どうやら自力での帰還方法を見つけないといけないようだ。
まぁ天之河が都合良く戦争に参加するとイシュタルに宣言した。
それに雫と香織も続こうとしたがそれはさせなかった。
話が終わり俺達はハイリヒ王国の王城に案内された。
(まずはここで情報を集めないといけない。
何でもいい。何かないか。情報を····)
と考えていると先程紹介された王女のリリアーナが目に入った。
俺はリリアーナに近づく事を決めた。
タイミングを見て俺はリリアーナに近づく。
「王女様。隣、いいですか?」
と聞くと
「はい。大丈夫です。えっとお名前は?」
「すいません。俺は紅海斗と言います。こちらではカイト・クレナイの方がいいですか?」
「なるほど。クレナイさんですね。」
「カイトでいいですよ。リリアーナ様と呼べばいいですか?」
「ぜひ私の事はリリィとお呼びください。」
「ありがとうございますリリィ。
少し聞きたい事があるんですがいいですか?」
「もちろん。どうかしましたか?」
「この国·····この世界では国より宗教の方が·····教会の方が力があるんですか?」
「はい。この国はもちろん。この世界の人間族のほとんどが教会の信者です。」
「1つ言い難いのですがいいですか?」
「はい。」
「俺達の世界の歴史。
それを見ていくと教会が国より力を持つのは大変危険ですよ。」
「それはどういうこ·····」
俺は言い切る前にリリィの唇に右手の人差し指を当てた。
「その話は後で。
何処かで会えませんか?2人きりで。」
と聞くとリリィは
「皆さんに一人部屋が用意されますので後でカイトさんの部屋に向かいます。」
「わかりました。」
こうして上手く行けば情報源たり得る相手と繋がりを持てたのは良かった。
個室に案内される直前に俺に雫と優花が声をかけた。
「海斗。王女様と話してたけど何を話してたの?」
「どうした雫。
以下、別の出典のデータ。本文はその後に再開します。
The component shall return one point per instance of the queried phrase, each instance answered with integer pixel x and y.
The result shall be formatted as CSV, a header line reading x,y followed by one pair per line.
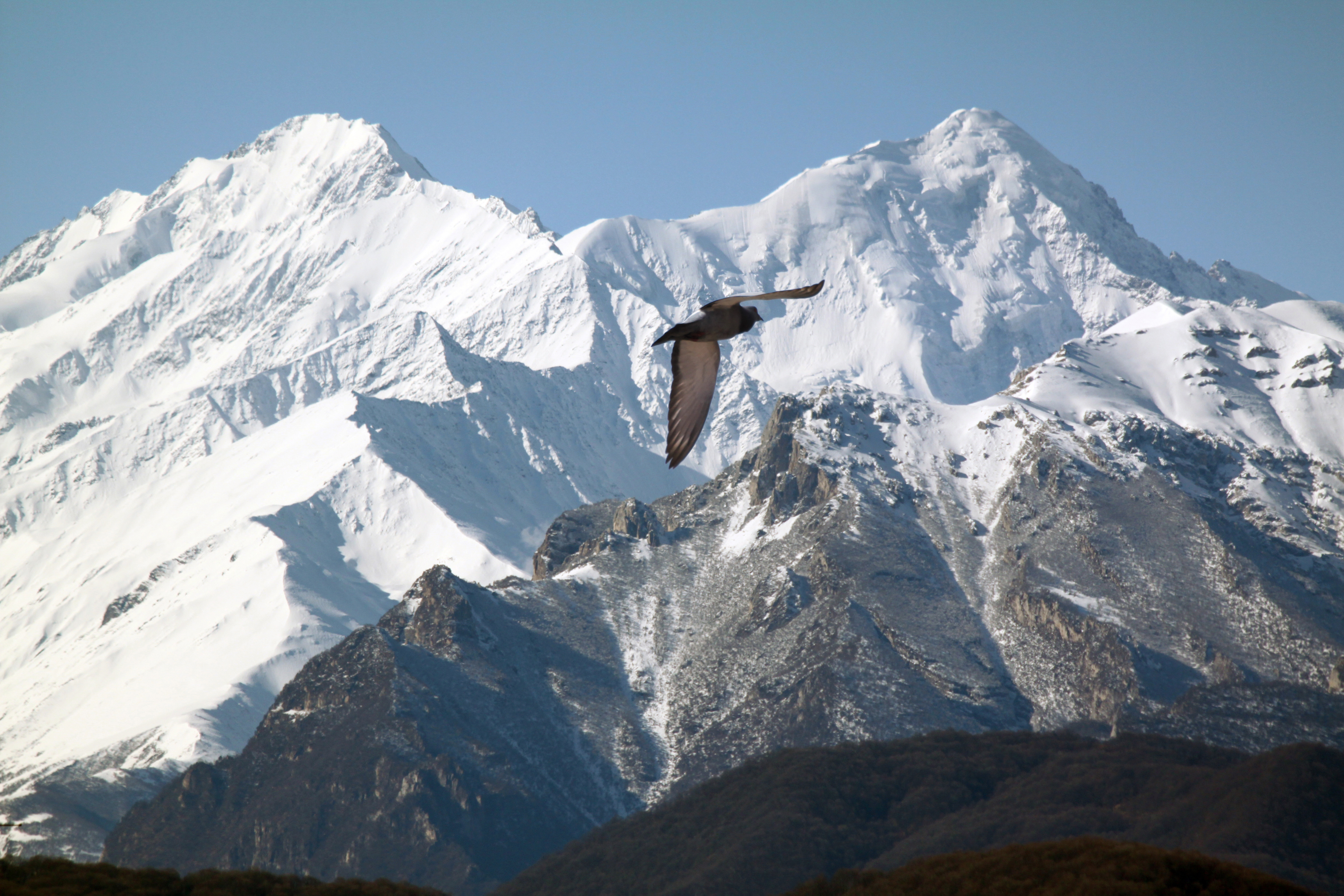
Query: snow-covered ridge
x,y
241,412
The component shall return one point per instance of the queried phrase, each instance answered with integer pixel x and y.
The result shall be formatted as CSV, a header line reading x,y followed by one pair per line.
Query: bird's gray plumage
x,y
695,362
嫉妬か?」
と返すと雫は顔を真っ赤にする。
「嫉妬かどうかは置いておいて海斗が変な事をするとは思わないけど何で王女と長い間話をしていたの?」
と優花が聞いてきた。
「情報源の確保。情報は時として剣よりも鋭い武器となる。逆に天ノ川のように情報を集めないで判断すると確実に痛い目にあう。ハジメもメイドの人に図書館の場所を確認していた。恐らくは俺と同じで情報を集めている。」
「まるで経験したかのような言い方ね。」
「言っただろ。情報は武器になる。
例えば優花。」
「なっ·····何よ。」
「優花は昨日、俺が雫の家の道場で鍛錬している時、ずっと見てだろ。俺の背中を。」
「えぇ。でもそれがどうかしたの?」
「今はこの情報を選んだが例えば暴露されたくない情報を俺が選んでいたらどうだ?」
「確かにダメージがデカいわ。」
「そういう事だ。」
「わかったわ。ありがとう。」
と言うと今度は雫が俺の反対側に座り
「海斗。私はこれからの事を考えると·····怖いの。」
「そりゃそうだ。俺だって怖いさ。
でもな·····俺は何があっても雫と優花だけは俺たちの世界に連れて帰るぞ!」
と言って俺は両隣に座る2人の頭に手を当てて荒いが丁寧に撫でた。
2人は顔を赤くするがでもさっきみたいな怯えた表情はしていなかった。